Customers across all industries complain that the vendors, channels and suppliers they deal with provide a mediocre to lousy service, the companies are not approachable and nobody seem to listen. Businesses are so busy with themselves fighting the “business climate” that they seem to oversee that the most important aspect of getting business up are happy customers. Obviously even the coolest social media campaign won’t help at all – if the rest of the company does business as usual. If Customers complain about approachability social media can help to get the team more approachable. If service is a weakness, social relationships between service team and customer would be a great deal of improvement. If products lack functionality requested by users, social media is a great way to connect product management with the market. Interestingly enough, in none of the above scenarios a “cool social media marketing campaign” is the weakness or even required to engage.

How to solve the problem:
1) Understand that social media is a cross functional engagement
2) Don’t hire an external social media team but create a social culture internally
3) Keep sales in charge of customer relationships – but in a more social way
4) Make product development more approachable and listen to the market by being part of the social web
5) Ask marketing to help gather data and reports from the social web and escalate alerts inside the organization
6) Develop a strategy based on a thorough social media assessment
7) Engage in the social web with the goal to increase customer advocacy
8) Have a small team well educated and professionally execute the strategy

The Social Media Academy conducts a complimentary webinar this Friday Aug 14, with further details on the topic.

Since I started Twitter in 2007 I followed all kinds of people and over 25,000 followed and unfollowed me over time. I used other tools to get through the noise and a few weeks ago I started to unfollow. I am down at around 1,500 right now. Why 1,500? See further down – let me first say who and how.

Who did I unfollow?
1) People who have “I make you rich” or “follow me I follow you” in their bio.
2) People who still today have no photo up
3) People who have their dog or cat instead of their own photo. I understand you love your dog – but I’m not tweeting with your dog
4) People with over 10,000 followers and still follow more than they have followers. People collect all kinds of things, stamps, photos tinker toys – and today: Connections. Not my cup of tea.
5) If you didn’t tweet in the last 90 days – tell me when you are back – happy to re-follow if it’s interesting
6) People who basically RT all day long to stay in the game, I check carefully – some are actually very nice – others I just don’t care.
7) Random noise & Bandwidth eater. Now if you read so far, please read this carefully: I don’t follow if it is all about walking your dog. I LOVE people talking about there personal life as well – what they had for dinner and so forth but only if that is not ALL I read. I like the complexity of business, family, fun, personal, and what ever constitutes you. We humans are complex anumals and can assemble a social picture in seconds – challenge my ability to do that.
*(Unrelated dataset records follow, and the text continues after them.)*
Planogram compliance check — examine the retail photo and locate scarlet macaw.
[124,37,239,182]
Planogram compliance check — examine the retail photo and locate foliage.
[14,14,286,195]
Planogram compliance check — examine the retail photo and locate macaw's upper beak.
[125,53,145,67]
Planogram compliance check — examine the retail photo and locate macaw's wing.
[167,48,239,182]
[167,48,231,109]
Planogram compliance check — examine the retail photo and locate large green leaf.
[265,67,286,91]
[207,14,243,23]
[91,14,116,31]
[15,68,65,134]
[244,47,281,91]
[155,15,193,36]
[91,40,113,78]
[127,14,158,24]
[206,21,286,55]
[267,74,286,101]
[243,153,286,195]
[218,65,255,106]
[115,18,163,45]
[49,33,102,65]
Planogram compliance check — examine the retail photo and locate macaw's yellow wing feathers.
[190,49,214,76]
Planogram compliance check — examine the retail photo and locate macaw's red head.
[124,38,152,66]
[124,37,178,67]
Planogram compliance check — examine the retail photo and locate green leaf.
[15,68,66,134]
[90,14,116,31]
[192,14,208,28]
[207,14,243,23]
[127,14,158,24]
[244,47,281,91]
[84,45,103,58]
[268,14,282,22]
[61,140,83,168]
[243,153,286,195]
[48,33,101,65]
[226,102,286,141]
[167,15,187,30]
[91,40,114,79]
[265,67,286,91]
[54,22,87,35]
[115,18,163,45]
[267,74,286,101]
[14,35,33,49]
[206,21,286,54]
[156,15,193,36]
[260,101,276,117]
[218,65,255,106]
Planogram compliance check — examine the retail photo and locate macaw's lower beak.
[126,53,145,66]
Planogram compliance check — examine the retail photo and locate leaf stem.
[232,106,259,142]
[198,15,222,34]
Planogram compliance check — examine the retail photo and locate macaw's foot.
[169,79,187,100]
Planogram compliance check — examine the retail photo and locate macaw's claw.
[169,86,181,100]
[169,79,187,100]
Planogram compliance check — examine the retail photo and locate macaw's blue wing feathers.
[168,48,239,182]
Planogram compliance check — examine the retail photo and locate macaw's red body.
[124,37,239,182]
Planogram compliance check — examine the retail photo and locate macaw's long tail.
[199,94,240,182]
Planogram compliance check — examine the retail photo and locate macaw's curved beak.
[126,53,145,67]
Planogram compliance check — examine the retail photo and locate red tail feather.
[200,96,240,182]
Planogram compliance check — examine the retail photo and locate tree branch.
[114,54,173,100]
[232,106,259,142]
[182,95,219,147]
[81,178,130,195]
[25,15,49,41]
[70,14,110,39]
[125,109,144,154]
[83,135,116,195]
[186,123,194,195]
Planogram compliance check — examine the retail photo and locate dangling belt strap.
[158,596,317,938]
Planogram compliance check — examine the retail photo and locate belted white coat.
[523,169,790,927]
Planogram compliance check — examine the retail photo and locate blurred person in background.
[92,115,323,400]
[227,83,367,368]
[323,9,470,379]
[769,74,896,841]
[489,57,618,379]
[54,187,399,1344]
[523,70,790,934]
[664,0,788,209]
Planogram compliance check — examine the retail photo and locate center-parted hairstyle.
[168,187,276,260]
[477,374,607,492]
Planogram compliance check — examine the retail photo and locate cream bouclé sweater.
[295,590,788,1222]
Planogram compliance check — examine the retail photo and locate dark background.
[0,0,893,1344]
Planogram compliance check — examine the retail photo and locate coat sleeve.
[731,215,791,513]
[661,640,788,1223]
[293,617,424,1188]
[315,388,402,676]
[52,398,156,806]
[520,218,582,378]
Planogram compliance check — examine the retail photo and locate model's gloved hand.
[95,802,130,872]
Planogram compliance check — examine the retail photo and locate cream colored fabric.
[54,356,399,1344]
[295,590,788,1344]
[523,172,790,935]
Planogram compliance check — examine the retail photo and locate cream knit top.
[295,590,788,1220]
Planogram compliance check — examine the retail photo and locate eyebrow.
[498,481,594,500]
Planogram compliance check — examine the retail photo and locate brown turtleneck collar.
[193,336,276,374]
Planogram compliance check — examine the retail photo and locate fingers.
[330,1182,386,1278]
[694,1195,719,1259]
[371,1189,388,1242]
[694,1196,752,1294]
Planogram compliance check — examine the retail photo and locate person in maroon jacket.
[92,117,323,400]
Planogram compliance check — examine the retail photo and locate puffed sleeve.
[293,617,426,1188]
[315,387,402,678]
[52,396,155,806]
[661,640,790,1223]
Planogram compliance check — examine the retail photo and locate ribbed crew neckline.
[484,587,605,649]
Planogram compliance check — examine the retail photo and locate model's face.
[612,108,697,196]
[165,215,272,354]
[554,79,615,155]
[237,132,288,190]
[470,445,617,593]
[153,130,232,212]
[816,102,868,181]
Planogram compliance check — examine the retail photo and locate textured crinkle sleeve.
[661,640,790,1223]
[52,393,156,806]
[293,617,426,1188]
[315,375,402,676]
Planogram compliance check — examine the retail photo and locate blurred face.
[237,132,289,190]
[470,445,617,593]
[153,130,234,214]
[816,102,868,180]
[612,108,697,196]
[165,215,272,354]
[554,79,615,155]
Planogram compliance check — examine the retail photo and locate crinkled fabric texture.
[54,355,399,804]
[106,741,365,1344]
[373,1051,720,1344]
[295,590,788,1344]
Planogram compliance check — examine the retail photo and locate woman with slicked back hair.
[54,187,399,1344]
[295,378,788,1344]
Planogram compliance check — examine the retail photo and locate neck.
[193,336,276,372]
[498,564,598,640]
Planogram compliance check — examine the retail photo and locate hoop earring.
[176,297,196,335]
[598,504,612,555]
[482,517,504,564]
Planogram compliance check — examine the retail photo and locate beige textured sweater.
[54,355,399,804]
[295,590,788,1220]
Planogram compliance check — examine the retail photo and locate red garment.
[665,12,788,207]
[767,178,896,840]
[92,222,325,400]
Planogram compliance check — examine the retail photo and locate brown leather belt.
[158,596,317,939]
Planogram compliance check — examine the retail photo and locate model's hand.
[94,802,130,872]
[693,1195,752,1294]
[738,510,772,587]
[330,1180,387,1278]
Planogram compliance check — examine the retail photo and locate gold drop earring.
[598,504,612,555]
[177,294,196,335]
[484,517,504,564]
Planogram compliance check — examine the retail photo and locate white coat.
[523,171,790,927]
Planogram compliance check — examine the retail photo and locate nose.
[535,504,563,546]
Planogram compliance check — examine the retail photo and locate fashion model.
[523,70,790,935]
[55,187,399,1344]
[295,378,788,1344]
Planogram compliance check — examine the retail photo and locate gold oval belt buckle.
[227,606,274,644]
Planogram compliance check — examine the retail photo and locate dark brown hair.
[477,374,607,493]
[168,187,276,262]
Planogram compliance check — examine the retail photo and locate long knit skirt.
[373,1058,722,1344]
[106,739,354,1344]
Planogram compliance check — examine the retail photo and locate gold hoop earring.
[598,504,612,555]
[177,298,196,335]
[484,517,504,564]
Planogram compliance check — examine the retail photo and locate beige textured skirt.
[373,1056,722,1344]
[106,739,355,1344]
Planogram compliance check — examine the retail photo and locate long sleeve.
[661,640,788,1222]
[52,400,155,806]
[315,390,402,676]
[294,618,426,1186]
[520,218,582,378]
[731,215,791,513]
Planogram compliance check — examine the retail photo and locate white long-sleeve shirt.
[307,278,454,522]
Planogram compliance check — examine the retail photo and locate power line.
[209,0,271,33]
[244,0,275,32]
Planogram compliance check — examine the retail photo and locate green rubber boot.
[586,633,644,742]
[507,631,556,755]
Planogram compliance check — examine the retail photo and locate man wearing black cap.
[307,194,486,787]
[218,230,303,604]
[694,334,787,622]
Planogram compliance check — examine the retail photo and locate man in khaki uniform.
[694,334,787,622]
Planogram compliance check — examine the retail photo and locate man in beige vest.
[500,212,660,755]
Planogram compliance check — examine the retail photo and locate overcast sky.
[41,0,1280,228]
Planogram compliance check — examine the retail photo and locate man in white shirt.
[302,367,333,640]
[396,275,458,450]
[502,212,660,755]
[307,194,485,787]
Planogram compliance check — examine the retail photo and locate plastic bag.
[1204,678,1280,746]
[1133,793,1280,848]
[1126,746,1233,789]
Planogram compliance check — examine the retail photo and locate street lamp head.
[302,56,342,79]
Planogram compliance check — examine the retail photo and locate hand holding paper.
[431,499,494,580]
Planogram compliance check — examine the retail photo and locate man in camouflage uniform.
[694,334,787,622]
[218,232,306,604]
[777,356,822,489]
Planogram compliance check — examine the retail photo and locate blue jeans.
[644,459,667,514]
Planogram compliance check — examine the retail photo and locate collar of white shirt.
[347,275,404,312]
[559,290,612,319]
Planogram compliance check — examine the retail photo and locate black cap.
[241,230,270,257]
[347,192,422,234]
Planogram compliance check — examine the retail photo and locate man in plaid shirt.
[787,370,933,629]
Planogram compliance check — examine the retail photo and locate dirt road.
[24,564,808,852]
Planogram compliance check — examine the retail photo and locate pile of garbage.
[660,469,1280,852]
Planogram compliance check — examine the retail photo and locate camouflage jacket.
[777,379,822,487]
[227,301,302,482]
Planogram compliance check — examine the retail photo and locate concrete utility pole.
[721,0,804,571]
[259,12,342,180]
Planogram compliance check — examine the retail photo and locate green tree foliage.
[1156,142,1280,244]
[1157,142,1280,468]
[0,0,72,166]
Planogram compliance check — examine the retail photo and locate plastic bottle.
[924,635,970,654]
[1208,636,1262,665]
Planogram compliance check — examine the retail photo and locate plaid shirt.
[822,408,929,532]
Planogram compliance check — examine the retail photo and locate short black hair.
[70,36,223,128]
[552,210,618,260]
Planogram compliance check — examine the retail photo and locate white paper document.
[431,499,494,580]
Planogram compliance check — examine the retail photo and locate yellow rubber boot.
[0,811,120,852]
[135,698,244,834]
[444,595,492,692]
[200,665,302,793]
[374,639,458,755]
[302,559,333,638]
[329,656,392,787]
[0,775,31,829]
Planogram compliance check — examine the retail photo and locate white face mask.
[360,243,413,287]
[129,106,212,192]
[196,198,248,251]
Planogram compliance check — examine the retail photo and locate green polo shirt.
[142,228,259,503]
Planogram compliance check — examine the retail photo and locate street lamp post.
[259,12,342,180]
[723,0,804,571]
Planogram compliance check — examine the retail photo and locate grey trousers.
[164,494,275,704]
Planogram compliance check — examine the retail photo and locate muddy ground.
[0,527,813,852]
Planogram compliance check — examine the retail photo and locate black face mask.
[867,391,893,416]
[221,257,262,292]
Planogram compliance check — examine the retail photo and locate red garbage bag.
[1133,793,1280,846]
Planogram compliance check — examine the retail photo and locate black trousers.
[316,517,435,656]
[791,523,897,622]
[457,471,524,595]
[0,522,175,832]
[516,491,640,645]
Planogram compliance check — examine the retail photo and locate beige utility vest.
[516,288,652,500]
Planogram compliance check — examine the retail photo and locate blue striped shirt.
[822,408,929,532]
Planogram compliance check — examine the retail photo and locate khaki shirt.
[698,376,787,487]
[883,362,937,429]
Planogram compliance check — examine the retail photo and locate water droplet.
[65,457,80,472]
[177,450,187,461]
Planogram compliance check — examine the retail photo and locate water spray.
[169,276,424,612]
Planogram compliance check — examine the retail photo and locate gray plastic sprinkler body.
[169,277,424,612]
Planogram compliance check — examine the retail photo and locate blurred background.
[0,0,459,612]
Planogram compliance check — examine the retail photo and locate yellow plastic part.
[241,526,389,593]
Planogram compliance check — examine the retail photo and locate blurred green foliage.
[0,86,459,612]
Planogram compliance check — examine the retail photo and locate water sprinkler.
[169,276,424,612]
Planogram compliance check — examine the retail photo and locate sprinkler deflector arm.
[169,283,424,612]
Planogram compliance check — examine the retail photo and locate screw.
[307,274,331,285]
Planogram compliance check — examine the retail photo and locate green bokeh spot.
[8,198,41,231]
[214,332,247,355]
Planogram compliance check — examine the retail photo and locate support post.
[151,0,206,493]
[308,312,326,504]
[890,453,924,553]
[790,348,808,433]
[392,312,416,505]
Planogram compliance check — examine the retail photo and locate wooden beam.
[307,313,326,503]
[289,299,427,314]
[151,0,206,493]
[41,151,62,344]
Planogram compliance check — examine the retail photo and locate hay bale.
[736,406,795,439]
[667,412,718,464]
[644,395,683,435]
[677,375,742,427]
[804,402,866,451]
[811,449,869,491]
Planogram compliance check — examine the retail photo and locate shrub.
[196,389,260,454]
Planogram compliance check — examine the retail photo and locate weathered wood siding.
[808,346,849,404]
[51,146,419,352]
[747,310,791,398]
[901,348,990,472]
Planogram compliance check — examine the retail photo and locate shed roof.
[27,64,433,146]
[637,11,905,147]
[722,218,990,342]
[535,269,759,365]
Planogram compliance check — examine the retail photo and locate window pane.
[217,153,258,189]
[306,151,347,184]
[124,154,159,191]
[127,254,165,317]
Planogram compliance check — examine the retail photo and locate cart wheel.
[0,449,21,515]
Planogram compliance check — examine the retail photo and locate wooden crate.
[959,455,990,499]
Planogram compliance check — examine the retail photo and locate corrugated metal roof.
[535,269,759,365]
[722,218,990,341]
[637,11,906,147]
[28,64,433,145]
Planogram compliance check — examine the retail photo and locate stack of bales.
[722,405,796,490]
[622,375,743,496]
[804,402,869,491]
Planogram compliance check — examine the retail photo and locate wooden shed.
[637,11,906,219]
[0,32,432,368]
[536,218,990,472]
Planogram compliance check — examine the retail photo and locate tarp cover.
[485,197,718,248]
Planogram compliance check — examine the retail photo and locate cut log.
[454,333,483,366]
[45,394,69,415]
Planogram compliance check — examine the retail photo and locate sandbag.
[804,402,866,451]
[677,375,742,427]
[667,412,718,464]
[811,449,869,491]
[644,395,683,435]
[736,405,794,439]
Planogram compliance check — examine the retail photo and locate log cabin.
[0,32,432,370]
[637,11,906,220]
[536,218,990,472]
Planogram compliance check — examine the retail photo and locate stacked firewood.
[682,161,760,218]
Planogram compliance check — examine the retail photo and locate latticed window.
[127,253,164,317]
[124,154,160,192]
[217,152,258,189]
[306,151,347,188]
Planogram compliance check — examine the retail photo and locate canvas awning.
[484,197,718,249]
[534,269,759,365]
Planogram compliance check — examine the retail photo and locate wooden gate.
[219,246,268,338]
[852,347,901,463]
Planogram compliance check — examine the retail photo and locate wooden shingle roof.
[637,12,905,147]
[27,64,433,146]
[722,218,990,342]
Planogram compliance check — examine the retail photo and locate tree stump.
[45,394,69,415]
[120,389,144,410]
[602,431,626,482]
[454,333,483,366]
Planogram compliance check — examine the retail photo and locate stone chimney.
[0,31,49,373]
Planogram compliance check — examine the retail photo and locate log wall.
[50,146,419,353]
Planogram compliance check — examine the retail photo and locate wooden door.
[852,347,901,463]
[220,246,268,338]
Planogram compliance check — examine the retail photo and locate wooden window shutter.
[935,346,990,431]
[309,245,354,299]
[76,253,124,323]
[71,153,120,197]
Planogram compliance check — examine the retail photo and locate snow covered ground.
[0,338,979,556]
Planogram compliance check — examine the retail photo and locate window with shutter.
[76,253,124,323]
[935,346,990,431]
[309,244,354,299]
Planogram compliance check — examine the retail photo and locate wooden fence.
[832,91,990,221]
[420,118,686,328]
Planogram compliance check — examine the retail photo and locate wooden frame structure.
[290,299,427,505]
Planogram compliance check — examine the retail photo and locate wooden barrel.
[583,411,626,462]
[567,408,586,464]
How did I grind through thousands of connections? I used a cool tool called refollow.com. It does it all. You can filter and slice and dice and then mass unfollow.

Who should NOT do this?
If you are follower collector, you shouldn’t do that because your followers will go down right away. Many who auto follow (that’s how you get many followers in the first place) have their tools also do auto un-follow – so you would loose all those who followed you automatically. In other words if Twitter is your follower game platform – it ruins your game ;-)

Now why down to 1,500?.
In accordance to Dunbar, an average human being is limited to about 150 social relationships as a meaningfull number. The limitation is our neocortex. But just a few hundred years ago we couldn’t fly, we couldnet lift much more than our own body weight and had many other limitations. What the industrial revolution did to our physical productivity – the social revolution does to our social productivity – So my “Axel-Factor” is to be able to socialize with 10 times as many as Dunbar’s number is – or about 1,500 people thanks to the social tools we have.